Advances in technology can help lighten the burden with such things as monitoring patients' location and condition. Peggy Luukkonen, who directs the ARDC program for the Coastal Regional Commission, welcomes consultations and can be reached at (800) 580-6860.
Most Alzheimer's patients eventually reach a level of deterioration that dictates a skilled-care facility. Problems include incontinence, inability to swallow food and water and the need for physical assistance in moving about or turning in bed. Caregivers often take this step with great reluctance. They see it as failure on their part or a broken promise to the patient or self. It is a clear sign of inevitable loss. They also know that some facilities provide good care for Alzheimer's patients, but others do not. The best guarantee of good care is to be there with the patient regularly, but an elderly spouse or working daughter or son might find that such visits are impossible.
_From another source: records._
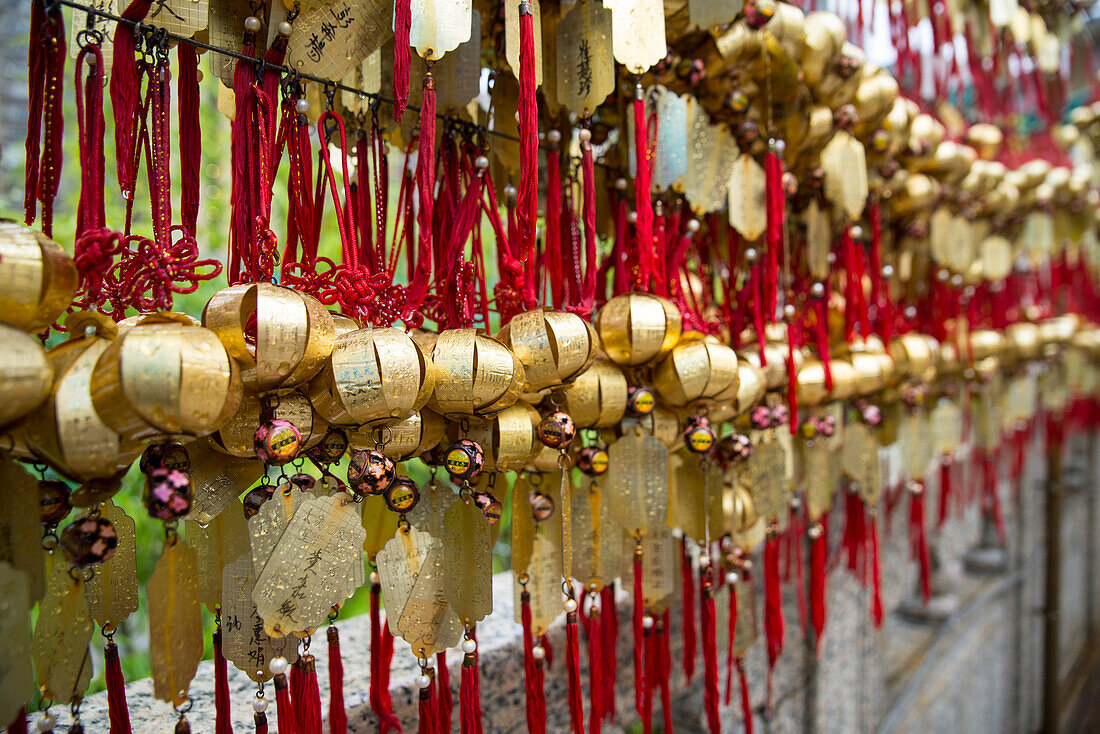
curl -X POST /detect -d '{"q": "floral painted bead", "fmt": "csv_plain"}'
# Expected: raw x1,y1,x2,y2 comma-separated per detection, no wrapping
255,418,301,467
59,515,119,566
538,410,576,449
143,469,191,522
348,449,397,496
Sometimes Alzheimer's disease destroys both patient and caregiver. Mr. and Mrs. VS are a clear example. They married after World War II, found work in industry, lived frugally, saved money carefully and retired to enjoy life together. Then Alzheimer's struck her but with limited evidence at first because she was a quiet, gentle person. She became clingy, followed him from room to room, never at ease with anyone else except a brother and sister-in-law. He cared for her lovingly, faithfully, but finally had to move her into a nursing home near their own home. He was there every day feeding her and keeping her company. Then he became a resident and patient, too. Even after she slipped into apparent unconsciousness, he sat beside her bed all day. At her funeral, he was just a shadow of himself. He died not long afterward. All of their savings were gone, that part of their lifetime devoured by the disease, which robbed them of their golden years together at its end.
Alzheimer's is a dread disease.
Roger G. Branch Sr. is professor emeritus of sociology at Georgia Southern University and is a retired pastor.